Given the rioting that had occurred during the national strikes 1911–12, there was concern that there would be unrest in London at the outbreak of war. Consequently, three cavalry regiments — the 1st Life Guards, 2nd Life Guards, and Royal Horse Guards – were stationed in the London District and not earmarked for the Expeditionary Force; these each provided a squadron for a composite regiment, which served with the 4th Cavalry Brigade. In addition, there were three Royal Field Artillery brigades, and a number of Royal Horse Artillery batteries, not earmarked for overseas service.

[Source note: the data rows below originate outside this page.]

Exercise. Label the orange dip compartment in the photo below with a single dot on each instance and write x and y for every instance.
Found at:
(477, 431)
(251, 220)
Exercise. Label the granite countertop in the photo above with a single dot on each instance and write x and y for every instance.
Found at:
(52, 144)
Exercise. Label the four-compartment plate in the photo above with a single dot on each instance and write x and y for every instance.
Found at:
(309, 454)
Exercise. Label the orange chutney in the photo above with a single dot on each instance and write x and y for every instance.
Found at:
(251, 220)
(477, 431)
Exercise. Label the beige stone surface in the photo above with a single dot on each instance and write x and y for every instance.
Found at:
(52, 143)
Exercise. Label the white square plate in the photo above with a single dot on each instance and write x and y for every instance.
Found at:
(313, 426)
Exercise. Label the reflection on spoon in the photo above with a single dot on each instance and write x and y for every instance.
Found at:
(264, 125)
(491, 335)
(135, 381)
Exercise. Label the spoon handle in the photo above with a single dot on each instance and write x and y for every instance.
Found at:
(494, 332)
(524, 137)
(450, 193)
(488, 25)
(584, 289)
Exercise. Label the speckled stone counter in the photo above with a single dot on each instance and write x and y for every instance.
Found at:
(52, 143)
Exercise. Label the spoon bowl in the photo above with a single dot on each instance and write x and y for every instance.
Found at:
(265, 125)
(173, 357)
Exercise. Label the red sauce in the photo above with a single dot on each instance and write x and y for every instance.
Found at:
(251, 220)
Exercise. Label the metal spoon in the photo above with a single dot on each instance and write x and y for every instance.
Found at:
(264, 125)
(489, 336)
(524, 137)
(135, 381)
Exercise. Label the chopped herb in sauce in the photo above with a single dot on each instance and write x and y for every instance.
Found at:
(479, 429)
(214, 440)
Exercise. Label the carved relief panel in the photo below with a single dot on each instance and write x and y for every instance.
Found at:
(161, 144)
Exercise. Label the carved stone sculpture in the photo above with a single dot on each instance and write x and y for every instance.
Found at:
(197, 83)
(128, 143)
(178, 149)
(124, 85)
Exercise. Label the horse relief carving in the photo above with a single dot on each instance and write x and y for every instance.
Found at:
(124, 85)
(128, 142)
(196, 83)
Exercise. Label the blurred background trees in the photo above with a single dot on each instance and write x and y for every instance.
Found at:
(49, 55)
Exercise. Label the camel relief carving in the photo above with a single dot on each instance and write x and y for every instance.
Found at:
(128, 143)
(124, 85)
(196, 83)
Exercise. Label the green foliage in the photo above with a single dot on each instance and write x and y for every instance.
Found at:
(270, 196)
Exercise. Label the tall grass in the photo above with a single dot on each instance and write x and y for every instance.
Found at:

After the Expeditionary Force had departed, this left a total regular establishment of three cavalry regiments (somewhat depleted) and five infantry battalions – less than a tenth of the normal combat strength of the home forces, and mostly deployed around London. This defensive force would be supplemented by the units of the Territorial Force, which were called up on the outbreak of war — indeed, many were already embodied for their summer training when mobilisation was ordered — and by the Special Reserve.

The Territorial Force was planned with a mobilisation strength of fourteen divisions, each structured along the lines of a regular division with twelve infantry battalions, four artillery brigades, two engineer companies, &c. – and fourteen brigades of Yeomanry cavalry. It was envisaged that these units would be used solely for home defence, though in the event almost all volunteered for overseas service; the first battalions arrived on the Continent in November.

===Overseas service===
Forty-eight battalions of infantry were serving in India – the equivalent of four regular divisions — with five in Malta, four in South Africa, four in Egypt, and a dozen in various other Imperial outposts. A further nine regular cavalry regiments were serving in India, with two in South Africa and one in Egypt.

The forces in the rest of the British Empire were not expected to contribute to the Expeditionary Force. A sizeable proportion of these were part of the ten-division Army of India, a mixture of local forces and British regulars; planning had begun in August 1913 to arrange how the Indian forces could be used in a European war, and a tentative plan had been made for two infantry divisions and a cavalry brigade to be added to the Expeditionary Force; these were dispatched, in the event, but did not arrive in France until October.

In the event, most of the overseas garrison units were withdrawn as soon as they could be replaced with Territorial battalions, and new regular divisions were formed piecemeal in the United Kingdom. None of these units arrived in time to see service with the Expeditionary Force.